Adapting to these scientific changes is a priority for the Hawaii State Department of Education (HIDOE) and the motivation behind implementing a new educational approach called, Next Generation Science Standards (NGSS).

"NGSS is a tool that will help teachers and students makes sense of science, make connections to natural phenomena and apply scientific knowledge," said Lauren Kaupp, science specialist, Office of Curriculum, Instruction and Student Support (OCISS). "This new approach recognizes that science does not follow a prescribed method and that the fun of science is in figuring out the how and the why of the world around us."

NGSS promotes a deeper learning of science that is multi-dimensional and purposeful. It is anchored in three dimensions – Science and Engineering Practices, Crosscutting Concepts and Disciplinary Core Ideas.  Students might be asked to complete a task or problem using multiple disciplines including mathematics, language arts and social studies to gain a comprehensive understanding or develop a solution. ​


​ "We envision the transition to​ NGSS sparking innovative practices that bring enthusiasm and fun to the teaching and learning process." 
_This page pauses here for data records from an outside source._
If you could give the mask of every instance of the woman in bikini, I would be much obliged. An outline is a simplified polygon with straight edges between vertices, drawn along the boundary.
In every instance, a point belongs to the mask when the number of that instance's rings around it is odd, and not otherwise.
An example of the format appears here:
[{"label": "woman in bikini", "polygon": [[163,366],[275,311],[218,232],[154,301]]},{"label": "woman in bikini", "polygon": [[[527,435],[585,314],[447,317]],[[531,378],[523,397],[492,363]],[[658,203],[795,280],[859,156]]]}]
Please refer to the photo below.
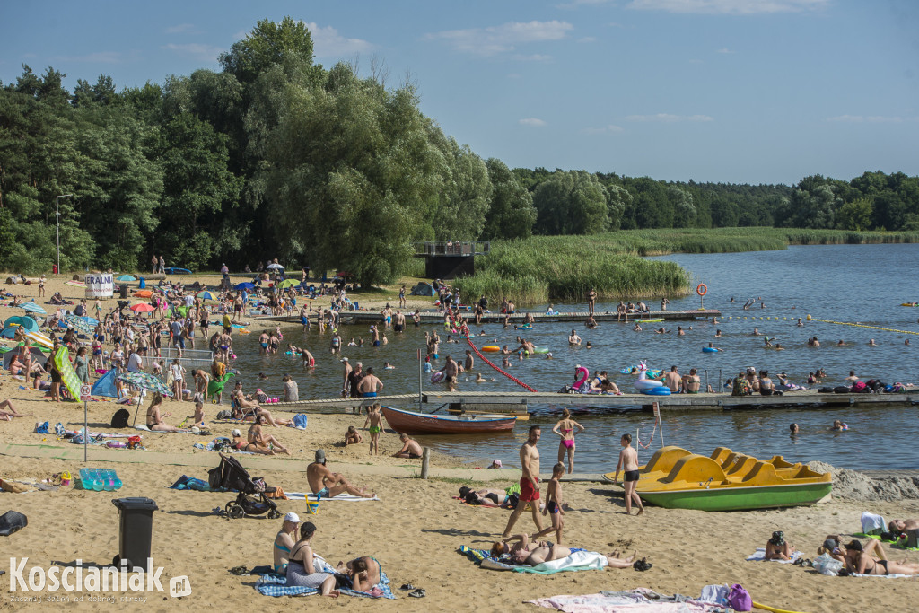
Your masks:
[{"label": "woman in bikini", "polygon": [[552,428],[552,432],[562,437],[559,441],[559,461],[564,460],[566,452],[568,454],[568,474],[574,470],[574,435],[584,430],[583,426],[572,419],[568,409],[562,412],[562,419]]},{"label": "woman in bikini", "polygon": [[[264,453],[266,455],[274,455],[277,452],[286,453],[290,455],[290,452],[287,450],[287,448],[278,442],[278,439],[271,435],[266,435],[262,432],[262,422],[264,417],[261,414],[255,415],[255,422],[249,426],[249,442],[257,447],[257,449],[247,448],[247,451],[255,451],[256,453]],[[271,445],[272,447],[268,447]]]},{"label": "woman in bikini", "polygon": [[160,407],[163,406],[163,395],[159,392],[153,392],[153,400],[150,403],[150,406],[147,407],[147,427],[154,432],[178,432],[178,428],[175,426],[169,426],[163,421],[165,417],[171,415],[171,413],[167,413],[164,415],[160,414]]},{"label": "woman in bikini", "polygon": [[315,533],[316,527],[312,522],[307,521],[301,525],[300,540],[290,550],[290,561],[287,567],[287,585],[312,587],[319,590],[323,596],[338,597],[335,575],[331,573],[316,572],[317,558],[310,544]]}]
- Garrett Arakawa, vice principal, 
Momilani Elementary​​​

An example of this type of lesson would include asking students about the rise of Methicillin-resistant Staphylococcus aureus (MRSA), an antibiotic resistant bacterial infection. In order to understand why cases are increasing, students may learn about natural selection through engaging science projec​ts and curriculum. The study of MRSA could be expanded to involve mathematics through the collection and analysis of data; English language arts through ​argumentation and communication; and social studies by tracking the spread of infection among the human population. By making connections across disciplines, students gain a better understanding of the lesson making it memorable and relevant in subjects besides science.

"NGSS represents the way students should learn science. We have multiple evidences of students engaged and enthusiastic about learning science and STEM," said Garrett Arakawa, vice principal at Momilani Elementary. "Our students will have the opportunity to be exposed to an education that is infused with rigor, relevance, imagination and grit. We envision the transition to NGSS sparking innovative practices that bring enthusiasm and fun to the teaching and learning process."

The new standards are interwoven across the following dimensions​​:

  • Science and Engineering Practices: This dimension will help students understand the process scientists and engineers go through as they investigate, design and problem solve.
  • Crosscutting Concepts: Students will explore the connections between Physical Science, Life Science, Earth and Space Science and Engineering Design, which will help them gain a scientifically based view of the world.
  • Disciplinary Core Ideas (DCIs): As students progress through each grade level, these key ideas will continue to build on each other emphasizing the broad importance of multiple sciences and engineering disciplines.

Supporting schools throughout the state with NGSS implementation will include professional development, collaboration and communication among teachers.

Veteran teacher​ Kimberlee Stuart of Kapaa High School believes the support she's received has helped her ease into NGSS.

"Although the changes are large and somewhat cumbersome for the whole state to adopt, I think that the Department has a realistic idea of how to incorporate NGSS in a manner that is gradual and comprehensive, and that the ultimate outcome for our students, and indeed, for our future, will absolutely be positive," said Stuart.

"Having been a member of the state's Content Panel on Science Education, and the newer Science Work Group over the last few years, I've had a good look at NGSS and truly believe that the time has come for the revolution in science education that NGSS affords."